Personalized learning solutions helps students develop math skills — and enjoy it, too
Dean Deaver’s fourth-grade classroom was struggling with math. His students at Monroe Elementary School in Riverside, California hadn’t benefited from the curriculum the school had used for the past few years, showing little improvement in state tests or in their day-to-day assignments. Many of his 30 students required extra support due to cognitive learning problems or issues at home, and even more were discouraged from consistently testing at a second-grade level. Deaver needed a solution.
A program for all
In 2015, a math instructional coach told Deaver about Redbird Mathematics, a personalized learning solution for K6 students. Developed by Stanford University researchers, Redbird Mathematics continually assesses a student’s understanding and assigns content to individually customize their learning trajectory, whether they’re struggling or need to be challenged beyond their grade level.
Encouraged by this personalized curriculum, Deaver’s district approved an eight-week pilot program for the 2015-16 school year, and he got to work implementing the program.

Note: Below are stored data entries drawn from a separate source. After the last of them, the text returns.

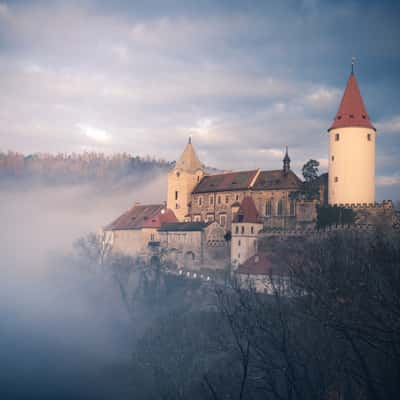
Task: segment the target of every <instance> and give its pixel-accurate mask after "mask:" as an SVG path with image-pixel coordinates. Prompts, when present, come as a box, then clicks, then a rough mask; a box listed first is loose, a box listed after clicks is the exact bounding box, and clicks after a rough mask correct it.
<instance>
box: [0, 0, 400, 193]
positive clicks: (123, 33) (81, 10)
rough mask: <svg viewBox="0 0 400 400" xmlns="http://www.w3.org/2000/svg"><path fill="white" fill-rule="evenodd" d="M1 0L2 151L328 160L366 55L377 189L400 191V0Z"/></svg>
mask: <svg viewBox="0 0 400 400" xmlns="http://www.w3.org/2000/svg"><path fill="white" fill-rule="evenodd" d="M274 3H275V4H272V2H270V1H262V0H259V1H245V0H241V1H236V0H225V1H200V0H193V1H191V0H185V1H179V2H178V1H167V0H158V1H152V0H146V1H123V0H113V1H105V0H104V1H101V0H99V1H95V0H88V1H85V0H80V1H76V2H75V1H54V0H53V1H32V2H30V1H4V0H0V139H1V140H0V150H2V151H7V150H16V151H21V152H24V153H32V152H81V151H84V150H95V151H102V152H106V153H112V152H122V151H126V152H131V153H135V154H140V155H146V154H150V155H155V156H157V157H162V158H165V159H168V160H174V159H176V158H177V157H178V156H179V154H180V152H181V151H182V149H183V147H184V145H185V143H186V141H187V137H188V136H189V135H192V137H193V143H194V144H195V147H196V149H197V151H198V153H199V156H200V158H201V160H202V161H203V162H204V163H205V164H207V165H210V166H214V167H218V168H221V169H247V168H258V167H259V168H266V169H270V168H280V167H281V159H282V156H283V148H284V146H285V145H286V144H287V145H289V149H290V156H291V158H292V164H293V167H294V169H296V170H297V171H298V170H299V168H300V167H301V165H302V164H303V163H304V162H305V161H307V160H308V159H309V158H316V159H318V160H320V162H321V166H322V169H326V164H327V132H326V130H327V128H328V127H329V125H330V123H331V121H332V119H333V117H334V115H335V113H336V111H337V108H338V105H339V101H340V98H341V95H342V93H343V89H344V86H345V83H346V80H347V78H348V75H349V72H350V64H351V57H352V56H355V57H357V59H358V61H357V64H356V75H357V78H358V81H359V84H360V87H361V91H362V94H363V97H364V101H365V103H366V106H367V110H368V112H369V114H370V116H371V119H372V121H373V123H374V124H375V126H376V127H377V129H378V139H377V171H376V172H377V191H378V198H379V199H383V198H393V199H397V198H400V161H399V160H400V156H399V154H400V91H399V89H400V87H399V86H400V85H399V82H400V78H399V71H400V24H399V19H400V2H398V1H393V2H385V1H376V2H368V1H353V2H352V1H340V0H339V1H338V0H336V1H332V2H328V1H325V2H323V1H316V0H307V1H277V2H274Z"/></svg>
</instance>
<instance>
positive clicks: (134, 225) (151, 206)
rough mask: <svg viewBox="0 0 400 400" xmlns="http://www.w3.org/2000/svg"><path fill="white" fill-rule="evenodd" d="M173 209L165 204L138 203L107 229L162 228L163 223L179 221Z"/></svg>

Deaver didn’t have to wait long to see that Redbird was making a difference in his classroom. The games and videos immediately engaged students, offering a dynamic alternative to simply typing an answer and moving on to the next question. “It was engaging, it was rigorous and the students wanted to do it,” says Deaver. As he implemented the pilot program, Redbird offered Deaver extra support. He had several videoconferences with Redbird representatives to understand how to set up the platform, maximize its benefits in the classroom and interpret student data. “It was everything that I had initially thought it would be, and even more. Across the board, the students were very much engaged and excited about it. And they were learning,” says Deaver.
Bringing math to life
It wasn’t long ago that Deaver’s students couldn’t appreciate how the math they were learning in the classroom applied to real life. While using Redbird, students encountered real-world application problems at the end of each unit. They would learn something new and then would be introduced to someone who uses that math in real life, or would be posed with a real-life situation that required problem-solving.
But students didn’t just see how their lessons might manifest themselves in different careers and scenarios—they also learned the language to talk about their approach to math. Deaver found that his students approached problems differently than they did before, thinking through a problem as opposed to just solving it.
“My students now have a vocabulary to explain, ‘Oh, I did this, and then I tried this.’ They think it through,” says Deaver.
He found these conversations to be the most powerful. When faced with a new problem to solve, students could interpret what the question was asking, what they really wanted and how best to solve it.
Multiple district-level administrators witnessed the program’s benefits firsthand and were impressed by student work and enthusiasm. Most notably, many of Deaver’s students showed greater self-confidence in math and in the classroom. Because Redbird Mathematics allowed them to see the progress they made, many students were more concerned about tracking their improvement than their individual learning level, which, as Deaver found, made all the difference.